Tel Aviv to pressure US to scrap Iran nuclear talks: report

Tel Aviv to pressure US to scrap Iran nuclear talks: report

TEHRAN, Aug. 23 (MNA) – Israeli regime Prime Minister Naftali Bennett will try to persuade US President Joe Biden against reviving a nuclear deal with Iran when the two officials meet in Washington on Thursday.

The prime minister of the Israeli regime will reportedly try to persuade the American president Joe Biden to scrap the nuclear talks with Iran on his visit to Washington on Thursday.

According to Bloomberg, American officials are mulling their options after months of talks with Iran failed to produce an agreement.

Naftali Bennett will present an orderly plan that has been formulated in the past two months, the report cited a tweet by the Israeli regime's premier. 

Tehran has already held six rounds of talks with JCPOA participants known as the P4+1 with the aim of salvaging the JCPOA in the Austrian capital of Vienna.

During the talks, the Western powers were only killing time and were not ready to oblige the US to return the nuclear deal and lift the illegal sanctions the previous Trump administration had imposed on Tehran in blatant violation of the deal.

Meanwhile, when the Vienna negotiations were going on, Iran would warn that it would leave the Vienna talks if they take too long and if its legitimate demands as per the JCPOA are not met. Anyway, the other parties, especially the Europeans were killing time while the new US administration is still sticking to the Trump-era sanctions.

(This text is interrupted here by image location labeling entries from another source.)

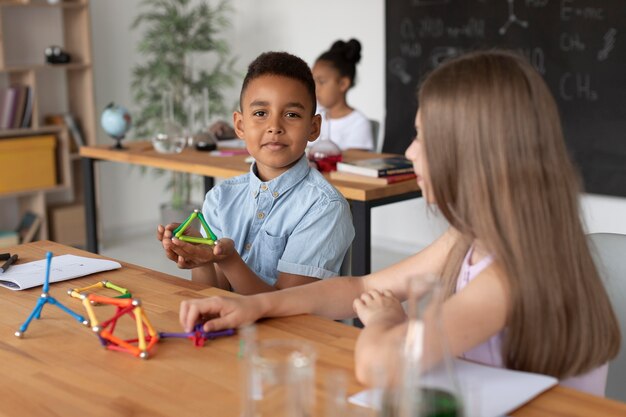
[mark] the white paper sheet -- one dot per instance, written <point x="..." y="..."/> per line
<point x="64" y="267"/>
<point x="486" y="391"/>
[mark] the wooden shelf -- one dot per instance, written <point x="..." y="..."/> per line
<point x="21" y="46"/>
<point x="72" y="66"/>
<point x="30" y="3"/>
<point x="28" y="131"/>
<point x="58" y="187"/>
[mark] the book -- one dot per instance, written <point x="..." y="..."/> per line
<point x="75" y="132"/>
<point x="377" y="167"/>
<point x="346" y="176"/>
<point x="20" y="105"/>
<point x="32" y="274"/>
<point x="492" y="391"/>
<point x="8" y="238"/>
<point x="28" y="108"/>
<point x="6" y="118"/>
<point x="28" y="227"/>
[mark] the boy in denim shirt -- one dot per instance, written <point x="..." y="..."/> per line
<point x="286" y="225"/>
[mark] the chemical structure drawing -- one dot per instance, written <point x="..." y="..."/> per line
<point x="513" y="19"/>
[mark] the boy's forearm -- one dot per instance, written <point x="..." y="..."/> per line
<point x="206" y="274"/>
<point x="330" y="298"/>
<point x="241" y="278"/>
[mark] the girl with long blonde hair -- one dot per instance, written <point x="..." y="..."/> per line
<point x="522" y="290"/>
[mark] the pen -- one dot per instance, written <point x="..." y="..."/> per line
<point x="8" y="263"/>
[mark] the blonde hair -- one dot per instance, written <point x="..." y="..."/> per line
<point x="500" y="174"/>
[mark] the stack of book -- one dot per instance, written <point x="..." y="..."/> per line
<point x="16" y="107"/>
<point x="378" y="171"/>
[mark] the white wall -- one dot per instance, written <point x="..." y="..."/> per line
<point x="130" y="201"/>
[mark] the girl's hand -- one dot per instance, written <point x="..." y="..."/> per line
<point x="191" y="255"/>
<point x="219" y="313"/>
<point x="376" y="307"/>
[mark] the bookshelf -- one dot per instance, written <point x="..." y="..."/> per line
<point x="27" y="28"/>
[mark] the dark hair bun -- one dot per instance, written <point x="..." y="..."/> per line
<point x="350" y="50"/>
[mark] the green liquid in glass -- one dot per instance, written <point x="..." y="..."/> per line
<point x="433" y="403"/>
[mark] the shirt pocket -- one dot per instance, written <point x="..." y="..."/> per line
<point x="271" y="248"/>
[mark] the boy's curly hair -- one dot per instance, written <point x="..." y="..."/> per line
<point x="281" y="64"/>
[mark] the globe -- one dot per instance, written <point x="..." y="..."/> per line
<point x="115" y="121"/>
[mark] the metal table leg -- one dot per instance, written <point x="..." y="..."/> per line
<point x="89" y="192"/>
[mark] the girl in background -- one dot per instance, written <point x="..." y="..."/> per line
<point x="334" y="73"/>
<point x="522" y="289"/>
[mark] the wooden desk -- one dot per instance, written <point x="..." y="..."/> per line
<point x="59" y="368"/>
<point x="362" y="197"/>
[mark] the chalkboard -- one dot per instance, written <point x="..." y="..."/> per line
<point x="577" y="45"/>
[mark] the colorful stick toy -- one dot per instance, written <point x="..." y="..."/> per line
<point x="198" y="335"/>
<point x="180" y="230"/>
<point x="46" y="298"/>
<point x="78" y="292"/>
<point x="147" y="337"/>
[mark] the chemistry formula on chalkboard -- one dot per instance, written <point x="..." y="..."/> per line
<point x="576" y="45"/>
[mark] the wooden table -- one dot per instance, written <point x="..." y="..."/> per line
<point x="362" y="197"/>
<point x="59" y="368"/>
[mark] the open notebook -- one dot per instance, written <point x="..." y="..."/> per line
<point x="486" y="391"/>
<point x="64" y="267"/>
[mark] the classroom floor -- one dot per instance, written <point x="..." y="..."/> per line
<point x="146" y="251"/>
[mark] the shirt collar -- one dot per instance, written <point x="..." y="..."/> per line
<point x="281" y="184"/>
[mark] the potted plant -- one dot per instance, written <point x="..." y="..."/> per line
<point x="177" y="34"/>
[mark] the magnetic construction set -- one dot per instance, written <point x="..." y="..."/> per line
<point x="125" y="305"/>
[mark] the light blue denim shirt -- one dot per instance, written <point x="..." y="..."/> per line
<point x="296" y="223"/>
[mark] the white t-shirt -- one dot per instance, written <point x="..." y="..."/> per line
<point x="352" y="131"/>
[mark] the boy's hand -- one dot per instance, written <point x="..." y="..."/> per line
<point x="376" y="307"/>
<point x="191" y="255"/>
<point x="219" y="313"/>
<point x="164" y="235"/>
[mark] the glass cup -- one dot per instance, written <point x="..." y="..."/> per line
<point x="281" y="377"/>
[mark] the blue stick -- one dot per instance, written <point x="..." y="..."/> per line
<point x="46" y="283"/>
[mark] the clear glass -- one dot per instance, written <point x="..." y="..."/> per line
<point x="170" y="137"/>
<point x="324" y="155"/>
<point x="426" y="385"/>
<point x="281" y="379"/>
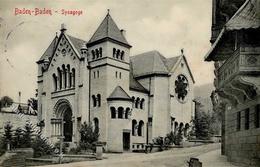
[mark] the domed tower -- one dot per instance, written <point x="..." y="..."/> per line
<point x="109" y="68"/>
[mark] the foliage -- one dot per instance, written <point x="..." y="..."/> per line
<point x="27" y="135"/>
<point x="7" y="134"/>
<point x="88" y="137"/>
<point x="6" y="101"/>
<point x="17" y="139"/>
<point x="41" y="147"/>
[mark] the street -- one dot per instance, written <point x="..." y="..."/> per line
<point x="209" y="155"/>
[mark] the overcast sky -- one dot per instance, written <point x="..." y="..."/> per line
<point x="163" y="25"/>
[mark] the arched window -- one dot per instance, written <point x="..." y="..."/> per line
<point x="68" y="76"/>
<point x="100" y="52"/>
<point x="64" y="76"/>
<point x="122" y="55"/>
<point x="134" y="126"/>
<point x="175" y="127"/>
<point x="141" y="128"/>
<point x="137" y="102"/>
<point x="117" y="53"/>
<point x="93" y="54"/>
<point x="114" y="52"/>
<point x="186" y="128"/>
<point x="127" y="112"/>
<point x="142" y="104"/>
<point x="113" y="112"/>
<point x="98" y="100"/>
<point x="60" y="77"/>
<point x="120" y="112"/>
<point x="54" y="81"/>
<point x="94" y="100"/>
<point x="73" y="78"/>
<point x="96" y="124"/>
<point x="97" y="53"/>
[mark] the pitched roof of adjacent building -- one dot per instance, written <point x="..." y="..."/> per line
<point x="77" y="43"/>
<point x="247" y="17"/>
<point x="108" y="30"/>
<point x="119" y="94"/>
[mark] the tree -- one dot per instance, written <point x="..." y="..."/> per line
<point x="88" y="136"/>
<point x="6" y="101"/>
<point x="27" y="135"/>
<point x="7" y="134"/>
<point x="18" y="136"/>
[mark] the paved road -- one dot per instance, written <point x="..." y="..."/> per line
<point x="176" y="157"/>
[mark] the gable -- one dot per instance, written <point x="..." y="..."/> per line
<point x="182" y="65"/>
<point x="66" y="46"/>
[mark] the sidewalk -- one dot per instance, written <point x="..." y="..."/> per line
<point x="214" y="159"/>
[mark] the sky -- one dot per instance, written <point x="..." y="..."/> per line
<point x="166" y="26"/>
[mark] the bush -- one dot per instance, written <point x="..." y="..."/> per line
<point x="88" y="137"/>
<point x="41" y="147"/>
<point x="27" y="135"/>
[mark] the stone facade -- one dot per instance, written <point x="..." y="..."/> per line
<point x="236" y="51"/>
<point x="130" y="99"/>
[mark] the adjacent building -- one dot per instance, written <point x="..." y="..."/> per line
<point x="129" y="99"/>
<point x="236" y="54"/>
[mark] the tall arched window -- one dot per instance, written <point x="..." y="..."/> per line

The current US administration has not yet fulfilled the promises Joe Biden made during his presidential elections campaigns to undo Trump's actions and return to the deal. In the meantime, Tehran has also stressed that the Biden administration's return to the agreement without lifting the sanctions is no of value.

The Leader of the Islamic Revolution Ayatollah Khamenei said just at the start of the new administration of President Raeisi in Iran that the Western countries are not trustworthy.